My doc used to try to see someone for a work comp visit and a regular visit on the same day until I put a stop to it. He tended to blend it all together in one note and then bill it as two separate visits, and I showed him that neither one of the insurances would pay with one note all jumbled together. After that, we made the patient come in on two different days, and kept the work comp and non-work comp issues separate.

Now I know you didn't know in advance, but if the regular portion was minimal and the work comp portion was most of the visit, I would bill the visit to work comp and forget the rest. If the patient does not or refuses to give you the work comp info, then make him cash pay for work comp issues.
 
Thank you so much for the information, I have contacted the patient and he informed me that he is self employed and does not have any employees, which according to the patient, makes him exempt from workers comp coverage. the Patient is on his wife's health insurance, so I'm not sure if I should bill the Patient or bill his wife's health insurance?, I feel like his wife's insurance will reject it because it is a work injury. Also I do apologize for my typing error in the first post, the DX code is S60.450A not S60.450A9
 
The Basics of Michigan Workers’ Compensation
Who Is Covered?

Any private employer who has three or more employees at any one time, or who employs one or more workers for 35 or more hours per week for 13 or more weeks, is subject to Michigan’s workers’ compensation law. Agricultural employers must provide workmans’ comp coverage if they have three or more employees who work 35 hours or more per week for over 13 weeks a year. Domestic employees who work more than 35 hours per week for 13 weeks or longer during the preceding 52 weeks are entitled to workers’ compensation benefits in Michigan.

Named partners and officers who are shareholders of small, closely-held corporations may exempt themselves from Michigan workers’ compensation coverage. The Worker's Disability Compensation Act covers the employees of a sole proprietorship, but the self-employed sole proprietor does not have to be covered. Independent contractors may be covered by Michigan workmans’ comp, under certain circumstances.

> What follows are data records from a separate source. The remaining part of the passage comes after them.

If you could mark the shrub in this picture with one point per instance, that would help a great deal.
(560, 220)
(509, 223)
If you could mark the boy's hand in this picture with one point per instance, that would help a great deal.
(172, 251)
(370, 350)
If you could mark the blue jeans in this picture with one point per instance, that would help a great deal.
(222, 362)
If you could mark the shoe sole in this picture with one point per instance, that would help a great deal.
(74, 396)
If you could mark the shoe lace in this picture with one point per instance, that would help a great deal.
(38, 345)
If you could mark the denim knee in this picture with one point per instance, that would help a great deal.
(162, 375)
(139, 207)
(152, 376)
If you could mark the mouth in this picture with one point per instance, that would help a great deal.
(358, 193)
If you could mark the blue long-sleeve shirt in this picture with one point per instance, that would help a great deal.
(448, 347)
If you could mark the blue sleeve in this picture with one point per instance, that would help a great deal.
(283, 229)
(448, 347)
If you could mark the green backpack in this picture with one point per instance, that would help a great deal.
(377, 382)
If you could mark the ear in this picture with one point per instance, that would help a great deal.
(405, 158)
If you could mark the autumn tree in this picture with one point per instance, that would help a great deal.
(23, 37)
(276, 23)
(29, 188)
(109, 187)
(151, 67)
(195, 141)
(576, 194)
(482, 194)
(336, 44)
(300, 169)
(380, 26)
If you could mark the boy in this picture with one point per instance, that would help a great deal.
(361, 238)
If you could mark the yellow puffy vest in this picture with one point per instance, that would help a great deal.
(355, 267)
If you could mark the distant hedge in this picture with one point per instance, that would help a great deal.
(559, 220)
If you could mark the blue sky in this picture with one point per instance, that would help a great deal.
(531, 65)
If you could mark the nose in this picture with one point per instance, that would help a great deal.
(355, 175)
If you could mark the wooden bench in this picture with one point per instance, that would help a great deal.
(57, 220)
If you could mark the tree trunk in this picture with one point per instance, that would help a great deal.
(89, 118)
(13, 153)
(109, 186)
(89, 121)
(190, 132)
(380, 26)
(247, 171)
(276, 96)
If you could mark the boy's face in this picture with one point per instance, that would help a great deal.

They are considered to be employees and qualify for coverage if they do not maintain a separate business, do not render services to the public, and do not employ other workers. A few classes of workers who are covered under federal laws are not covered under the Michigan Worker's Disability Compensation Act:
  • Federal employees (postal workers, Veterans Administration workers, etc.)
  • People who work on interstate railroads
  • Seamen on navigable waters
  • People who load and unload vessels
********************************************************************

Okay, so he can choose to get the coverage or not. Bill the wife's insurance. Expect they will deny the first claim. Tell the patient to have his wife call the insurance and tell them that the spouse has a work comp injury, and as a self-employed person, he doesn't carry coverage (and does not have to carry coverage), and ask them to pay the claims.
 
I agree with Sharon. You don't want to submit the workers' comp charges together with any other charges. The patient should check with his insurance company to confirm, but typically bills (it's not a claim in WC) would be paid separately under a different part of the policy so they may not want to have the charges submitted together. You might want to create two separate CMS-1500 bills.

If this patient had WC coverage, you would definitely NOT want to submit either Dx codes or CPTs for the non-work-related services. This would potentially cause those services to be denied, or the bill to be rejected for additional information. This would have a big impact on the E&M level of service, so they might just reduce it to a 99202. if they review it.